Lavender v. Taylor

704 So. 2d 1157 | Fla. Dist. Ct. App. | 1998

PER CURIAM.

We affirm the trial court’s order dismissing this lawsuit for lack of prosecution pursuant to Florida Rule of Civil Procedure 1.420(3). The trial court’s motion, notice and judgment of dismissal relating to the failure to prosecute, was not the kind of record activity sufficient to preclude dismissal. See Norflor Construction Corp. v. City of Gainesville, 512 So.2d 266 (Fla. 1st DCA 1987), rev. denied, 520 So.2d 585 (Fla.1988); Chemical Bank of New York v. Polakov, 448 So.2d 1148 (Fla. 4th DCA 1984); Nelson v. Stonewall Insurance Co., 440 So.2d 664 (Fla. 1st DCA 1983); Boeing Co. v. Merchant, 397 So.2d 399 (Fla. 5th DCA 1981), rev. denied, 412 So.2d 468 (Fla.1982). As Judge Dauksch wrote for this court in Heinz v. Watson, 615 So.2d 750, 752 (Fla. 5th DCA 1993):

We refuse to construe appropriate case management activities (trial court’s re*1158quest for ease status report) in such a way as to give the parties leave to ignore the case for another year before dismissal is possible. Such a construction would thwart the purpose of case management and the purpose of rule 1.420(e) itself — to encourage prompt and efficient prosecution of cases and to clear court dockets of eases that have essentially been abandoned.

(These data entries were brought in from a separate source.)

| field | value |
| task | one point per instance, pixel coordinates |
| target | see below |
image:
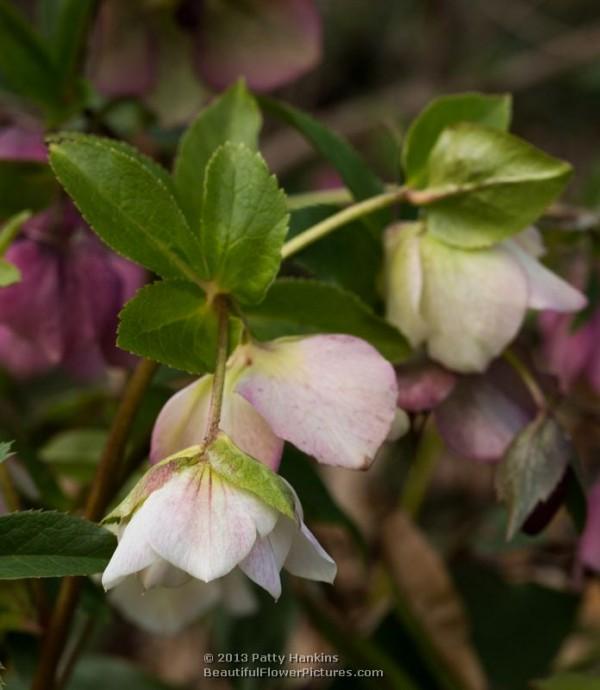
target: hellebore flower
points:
(64, 310)
(205, 514)
(466, 305)
(269, 43)
(332, 396)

Indeed, if the actions described above were sufficient record activity to prevent application of the dismissal rule, the rule could never be enforced, since mere enforcement would prevent its application.

Nor did appellant establish good cause via non-record activity as to why the suit should remain pending. See Martin v. Putnam County Blood Bank, Inc., 683 So.2d 657 (Fla. 5th DCA 1996); Dion v. Bald, 664 So.2d 348 (Fla. 5th DCA 1995); Norflor.

AFFIRMED.

GRIFFIN, C.J., and W. SHARP and HARRIS, JJ., concur.